Income tax filing rules explained AY 2026-27 vs Tax Year 2026-27: Key changes you must know
Taxpayers must navigate distinct filing requirements for Assessment Year (AY) 2026-27 and Tax Year 2026-27 as the government transitions to the new Income Tax Act 2025. Income earned during the financial year 2025-26 will be assessed under the existing Income Tax Act 1961 for AY 2026-27, while income for FY 2026-27 falls under the new tax regime.
Both filing obligations will be processed separately on the income tax e-filing portal, with different rules and deadlines applying to each.
Filing Returns for AY 2026-27 Under the Old Tax Act
Returns for income earned in FY 2025-26 (AY 2026-27) continue to be governed by the Income Tax Act 1961. Taxpayers can file revised returns under Section 139(5) before the end of the assessment year or before the assessment is completed, whichever comes first.
Belated returns for AY 2026-27 are allowed until December 31, 2026, under Section 139(4), though late filing fees will apply based on total income.
Updated Return (ITR-U) Provisions
The updated return provision, introduced under Section 139(8A), permits taxpayers to correct or disclose additional income even after filing the original return. This option is available within prescribed time limits but may involve additional tax liabilities and certain restrictions.

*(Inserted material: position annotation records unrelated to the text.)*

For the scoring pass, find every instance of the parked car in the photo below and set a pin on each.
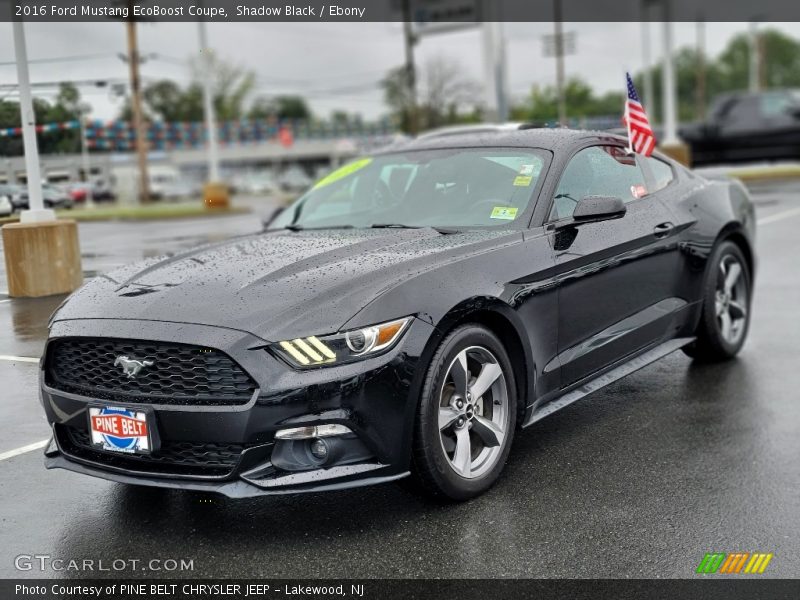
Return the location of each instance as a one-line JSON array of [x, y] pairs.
[[747, 127], [79, 192], [258, 184], [6, 208], [384, 326], [294, 179]]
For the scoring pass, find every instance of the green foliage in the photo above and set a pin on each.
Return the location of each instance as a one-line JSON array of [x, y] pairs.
[[282, 107], [444, 96]]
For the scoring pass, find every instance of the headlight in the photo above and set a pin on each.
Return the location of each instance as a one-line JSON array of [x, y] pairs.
[[341, 348]]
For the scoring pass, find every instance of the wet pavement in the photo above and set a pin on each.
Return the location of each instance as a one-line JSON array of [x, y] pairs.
[[638, 480]]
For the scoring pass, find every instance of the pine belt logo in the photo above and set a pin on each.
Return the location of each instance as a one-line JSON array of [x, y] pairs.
[[734, 563]]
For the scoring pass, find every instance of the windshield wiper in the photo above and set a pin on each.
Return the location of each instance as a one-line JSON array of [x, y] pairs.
[[393, 226], [442, 230], [296, 227]]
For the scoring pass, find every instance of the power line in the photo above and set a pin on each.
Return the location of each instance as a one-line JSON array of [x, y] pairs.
[[57, 59]]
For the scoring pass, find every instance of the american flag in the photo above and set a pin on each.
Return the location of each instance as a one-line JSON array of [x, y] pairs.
[[640, 136]]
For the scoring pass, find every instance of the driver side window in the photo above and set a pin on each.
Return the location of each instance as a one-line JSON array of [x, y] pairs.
[[598, 171]]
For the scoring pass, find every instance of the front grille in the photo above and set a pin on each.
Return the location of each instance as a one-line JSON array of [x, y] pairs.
[[179, 373], [178, 458]]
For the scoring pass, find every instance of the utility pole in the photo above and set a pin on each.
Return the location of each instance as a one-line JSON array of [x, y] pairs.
[[411, 74], [136, 105], [700, 89], [559, 51], [36, 211]]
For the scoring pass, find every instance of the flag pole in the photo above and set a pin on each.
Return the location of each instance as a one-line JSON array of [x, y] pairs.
[[627, 120]]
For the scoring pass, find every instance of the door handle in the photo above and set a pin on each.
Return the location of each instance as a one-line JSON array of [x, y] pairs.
[[663, 229]]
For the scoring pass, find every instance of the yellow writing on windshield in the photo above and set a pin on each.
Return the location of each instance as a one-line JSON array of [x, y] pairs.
[[342, 172]]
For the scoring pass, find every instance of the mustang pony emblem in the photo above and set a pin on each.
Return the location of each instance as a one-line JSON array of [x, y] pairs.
[[130, 366]]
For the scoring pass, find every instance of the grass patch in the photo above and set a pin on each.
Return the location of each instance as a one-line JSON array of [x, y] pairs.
[[147, 212]]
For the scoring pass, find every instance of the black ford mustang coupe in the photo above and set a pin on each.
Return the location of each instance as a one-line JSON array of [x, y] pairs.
[[406, 316]]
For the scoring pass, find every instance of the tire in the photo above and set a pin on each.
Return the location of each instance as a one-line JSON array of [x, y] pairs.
[[725, 316], [465, 457]]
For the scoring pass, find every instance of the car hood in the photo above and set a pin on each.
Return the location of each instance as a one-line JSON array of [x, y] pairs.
[[276, 285]]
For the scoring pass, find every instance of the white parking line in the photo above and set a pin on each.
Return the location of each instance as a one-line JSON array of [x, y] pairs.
[[18, 358], [778, 217], [23, 450]]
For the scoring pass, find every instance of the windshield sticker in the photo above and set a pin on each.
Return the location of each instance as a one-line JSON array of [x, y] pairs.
[[342, 172], [526, 170], [509, 213]]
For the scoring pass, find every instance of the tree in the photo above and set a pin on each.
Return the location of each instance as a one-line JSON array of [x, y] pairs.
[[281, 107], [446, 97], [542, 104], [65, 107]]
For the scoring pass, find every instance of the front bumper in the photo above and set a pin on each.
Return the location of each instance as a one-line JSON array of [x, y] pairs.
[[374, 398]]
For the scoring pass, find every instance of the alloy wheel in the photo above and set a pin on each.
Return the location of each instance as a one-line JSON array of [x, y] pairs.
[[730, 300], [473, 412]]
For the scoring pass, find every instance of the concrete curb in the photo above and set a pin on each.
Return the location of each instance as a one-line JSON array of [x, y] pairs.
[[128, 214]]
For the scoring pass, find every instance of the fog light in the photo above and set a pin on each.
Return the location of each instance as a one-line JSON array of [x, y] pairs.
[[319, 449]]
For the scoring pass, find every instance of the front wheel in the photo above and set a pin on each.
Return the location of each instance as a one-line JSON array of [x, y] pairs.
[[725, 316], [466, 417]]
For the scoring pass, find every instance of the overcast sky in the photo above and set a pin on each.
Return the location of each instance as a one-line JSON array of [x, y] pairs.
[[338, 65]]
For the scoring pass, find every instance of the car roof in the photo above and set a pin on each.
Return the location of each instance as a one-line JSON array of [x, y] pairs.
[[547, 138]]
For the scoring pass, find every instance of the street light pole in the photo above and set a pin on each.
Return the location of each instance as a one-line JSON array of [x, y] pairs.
[[36, 211], [754, 75], [208, 105], [649, 94], [87, 173], [559, 51], [668, 86], [410, 71], [136, 106]]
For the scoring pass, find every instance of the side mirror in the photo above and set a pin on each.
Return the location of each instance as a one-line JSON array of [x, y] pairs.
[[271, 218], [599, 208]]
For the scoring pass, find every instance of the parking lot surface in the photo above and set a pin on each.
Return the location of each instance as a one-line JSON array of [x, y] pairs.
[[640, 479]]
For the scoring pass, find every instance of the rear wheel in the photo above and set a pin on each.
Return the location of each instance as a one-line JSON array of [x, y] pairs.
[[466, 417], [725, 316]]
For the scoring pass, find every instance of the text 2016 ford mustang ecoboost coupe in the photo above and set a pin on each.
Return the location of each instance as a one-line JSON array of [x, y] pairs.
[[405, 316]]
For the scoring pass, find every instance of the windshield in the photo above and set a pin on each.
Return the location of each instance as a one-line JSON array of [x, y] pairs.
[[475, 187]]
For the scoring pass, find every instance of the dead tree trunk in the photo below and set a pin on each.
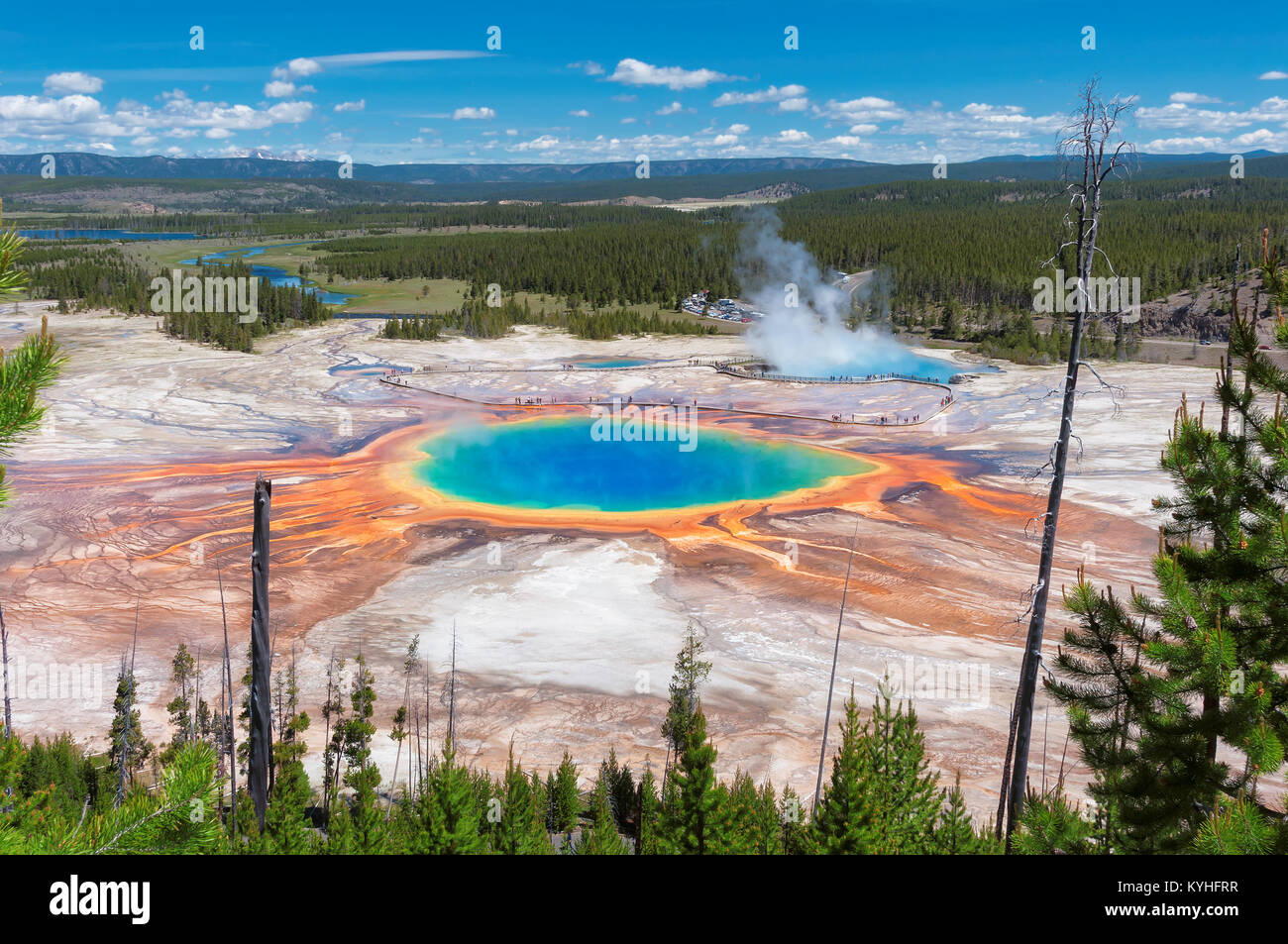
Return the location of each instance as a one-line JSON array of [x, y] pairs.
[[261, 694], [1089, 138], [228, 717], [4, 672], [831, 681]]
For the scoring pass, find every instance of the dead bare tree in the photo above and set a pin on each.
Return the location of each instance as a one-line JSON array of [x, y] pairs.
[[4, 670], [261, 694], [1093, 141], [228, 716], [836, 652], [129, 708]]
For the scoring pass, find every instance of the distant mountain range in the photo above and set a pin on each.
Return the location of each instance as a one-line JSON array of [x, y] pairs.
[[265, 166], [142, 185]]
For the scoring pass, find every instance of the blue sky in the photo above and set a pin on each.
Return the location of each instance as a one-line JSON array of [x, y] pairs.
[[387, 82]]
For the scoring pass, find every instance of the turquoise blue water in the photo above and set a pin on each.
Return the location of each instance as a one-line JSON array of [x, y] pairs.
[[557, 464], [894, 360]]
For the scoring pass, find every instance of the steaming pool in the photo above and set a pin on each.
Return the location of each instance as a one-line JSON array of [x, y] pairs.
[[881, 361], [558, 464]]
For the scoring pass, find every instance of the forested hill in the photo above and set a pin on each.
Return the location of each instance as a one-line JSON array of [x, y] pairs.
[[979, 243], [93, 181]]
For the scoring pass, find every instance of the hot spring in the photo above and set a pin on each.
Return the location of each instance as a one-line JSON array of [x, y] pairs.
[[558, 464], [884, 361]]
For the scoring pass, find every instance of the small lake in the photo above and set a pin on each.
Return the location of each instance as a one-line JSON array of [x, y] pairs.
[[558, 464], [274, 274]]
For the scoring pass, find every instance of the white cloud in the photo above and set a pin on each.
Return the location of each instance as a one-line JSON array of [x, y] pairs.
[[635, 72], [863, 110], [1180, 116], [542, 143], [72, 82], [299, 68], [772, 94]]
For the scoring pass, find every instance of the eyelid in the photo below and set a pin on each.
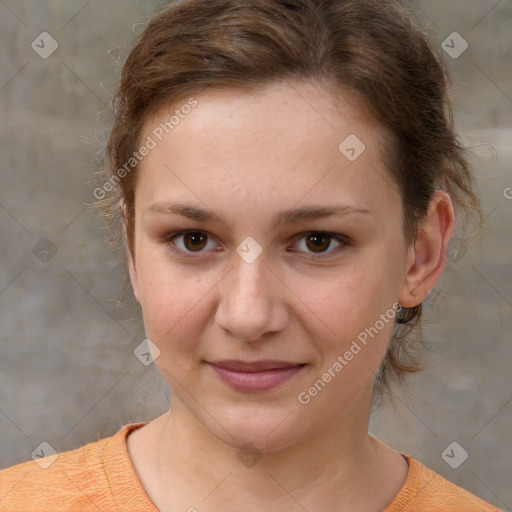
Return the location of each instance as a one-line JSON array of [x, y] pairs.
[[342, 239]]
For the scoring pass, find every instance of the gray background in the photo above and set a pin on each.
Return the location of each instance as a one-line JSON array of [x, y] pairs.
[[69, 325]]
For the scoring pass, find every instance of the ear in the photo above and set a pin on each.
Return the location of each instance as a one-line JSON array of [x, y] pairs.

Separate Compliance for Tax Year 2026-27
Income earned during FY 2026-27 will be assessed under the new Income Tax Act 2025. Taxpayers must file returns separately for this period, following the updated rules and procedures applicable under the new law.
Understanding these distinctions is crucial for accurate compliance and timely filing as India transitions to the new tax framework.